Bonita falls between Toma and Tacolicious on the fanciness scale. The dressing on the campesina ensalada is ridiculously good (add the fresh rotisserie chicken), and the carnitas are spot on, too. The margaritas are also great for an order-at-the-counter spot. On a sunny, non-windy afternoon, the tables in the side alleyway are where you want to sit.
Another excellent, not-fancy place to eat some pasta. Don’t come for fresh ramps and sage-ricotta-truffle dust, but do come for lots of well-cooked carbs in delicious sauces, plus an ambience that feels like home. This is where we go when we need a pasta hug. The carbonara is never a bad move.
Right in the heart of it all, the outdoor tables at Delarosa are the ideal spot for Chestnut Street people-watching. Excellent burrata and small plates plus decent pizzas round out the food situation. But let’s be real, you’re here for live-action Tinder.

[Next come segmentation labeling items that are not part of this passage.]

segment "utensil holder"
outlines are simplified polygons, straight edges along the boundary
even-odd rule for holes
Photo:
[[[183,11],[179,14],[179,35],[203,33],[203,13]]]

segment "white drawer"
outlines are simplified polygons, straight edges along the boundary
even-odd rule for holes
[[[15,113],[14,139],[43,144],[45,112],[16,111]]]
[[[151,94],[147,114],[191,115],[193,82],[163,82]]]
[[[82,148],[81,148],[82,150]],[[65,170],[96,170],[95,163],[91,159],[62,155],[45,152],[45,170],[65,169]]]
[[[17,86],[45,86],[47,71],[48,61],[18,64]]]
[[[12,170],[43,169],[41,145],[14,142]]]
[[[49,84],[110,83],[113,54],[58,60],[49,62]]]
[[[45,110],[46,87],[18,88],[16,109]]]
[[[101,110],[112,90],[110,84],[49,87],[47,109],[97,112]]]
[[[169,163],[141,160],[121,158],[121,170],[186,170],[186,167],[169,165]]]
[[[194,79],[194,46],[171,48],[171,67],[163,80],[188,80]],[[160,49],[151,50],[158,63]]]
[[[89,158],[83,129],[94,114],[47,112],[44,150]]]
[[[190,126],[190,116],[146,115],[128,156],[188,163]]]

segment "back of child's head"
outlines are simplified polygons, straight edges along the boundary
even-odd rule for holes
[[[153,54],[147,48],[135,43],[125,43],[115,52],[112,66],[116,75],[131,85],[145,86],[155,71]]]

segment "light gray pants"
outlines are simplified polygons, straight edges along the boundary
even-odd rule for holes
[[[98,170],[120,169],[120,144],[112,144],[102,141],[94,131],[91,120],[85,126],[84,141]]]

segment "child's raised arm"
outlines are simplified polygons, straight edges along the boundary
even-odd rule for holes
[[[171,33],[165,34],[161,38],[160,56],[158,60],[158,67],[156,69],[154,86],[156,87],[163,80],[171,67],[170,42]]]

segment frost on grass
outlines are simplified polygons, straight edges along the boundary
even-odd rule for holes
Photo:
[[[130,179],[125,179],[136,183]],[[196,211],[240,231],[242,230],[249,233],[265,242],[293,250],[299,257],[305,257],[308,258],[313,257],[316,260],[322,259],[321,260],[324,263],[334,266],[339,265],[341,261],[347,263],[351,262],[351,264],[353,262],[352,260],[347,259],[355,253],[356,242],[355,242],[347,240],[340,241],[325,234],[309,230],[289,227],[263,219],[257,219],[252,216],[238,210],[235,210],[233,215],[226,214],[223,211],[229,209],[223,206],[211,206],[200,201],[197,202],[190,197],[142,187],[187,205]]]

The kale salad is great, the chips and guacamole are great, the short rib tacos are phenomenal, and this spot is an overall good time. If you weren’t already convinced, free chips, delicious drinks, and a busy but not insane crowd of neighborhood people make Tacolicious a standby. Drink across the street at Campus while you wait for your table.
A 16 is a place we deeply, deeply love. From the perfect pizza out of the wood-fired oven to the stellar wine list to the twinkly lights of the back garden window to the ridiculously good ragu, this spot has Feel Good Factor(™) to the max. And best of all, you can usually pop in and sit down without a decades-long wait.
Best Chinese takeout around (but also good for a casual sit-down meal). Garlic eggplant, lemongrass chicken, and moo shu pork should all be in your order.
If you’ve ever been at Lombard + Steiner between 10am and 4pm on a weekend and wondered why there’s a crowd of people who look like they’re waiting to get on a bus to Coachella, it’s probably the line for the all-you-can-drink dim sum brunch at Chubby Noodle. Dinner here is still a party, but slightly less ragey, and the duck lettuce wraps and pork tacos are things you 1000% need to order.
While a little pricey, Chotto has some kick*ss skewers, solid ramen, and most importantly, delicious bacon-wrapped mochi. It’s also never too crowded, so it’s easy to pop in without a wait or reservation. It’s our favorite Japanese restaurant in the area.
Unless you’ve been living in the tunnels under Alcatraz, you’ve probably heard that the burger at Causwells is the sh*t. We readily confirm that and endorse this place for brunch, lunch, or afternoon cocktails. Dinner is pretty good, but the daytime is when Causwells really shines. The space has a bunch of good bar seats, plus a few more that look out over Chestnut, and on a nice day the tables outside are where it’s at.
From the outside, this looks like a tiny Italian market. From the inside, you can see that it is in fact that, as well as a sandwich temple. The porchetta and caprese (with prosciutto) sandwiches are the way to go. Order online so you won’t have to wait.
Izzy’s is a serious local, old-school operation throwing down generous portions of meat, creamed spinach, and more of the usual steakhouse standbys. It’s a family favorite, provided your family includes some hardcore carnivores. The friendly service will make you feel like a local no matter how long you’ve lived here.
This place thinks it’s in LA in 1999, and that putting things that aren’t beef & broccoli into Chinese takeout containers is a good idea. If you can get past that, the salads are delicious and full of toppings, and the sandwiches, especially the Kickin’ Chicken and Ragin’ Cajun, are awesome. The place is so popular that they have two locations less than a block apart. One, on Chestnut, is mainly to-go, does salads and grain bowls, and has a few indoor seats and outdoor tables. The larger Steiner location does all the sandwiches, plus salads and grain bowls, and has a boatload of seating in an airy back space.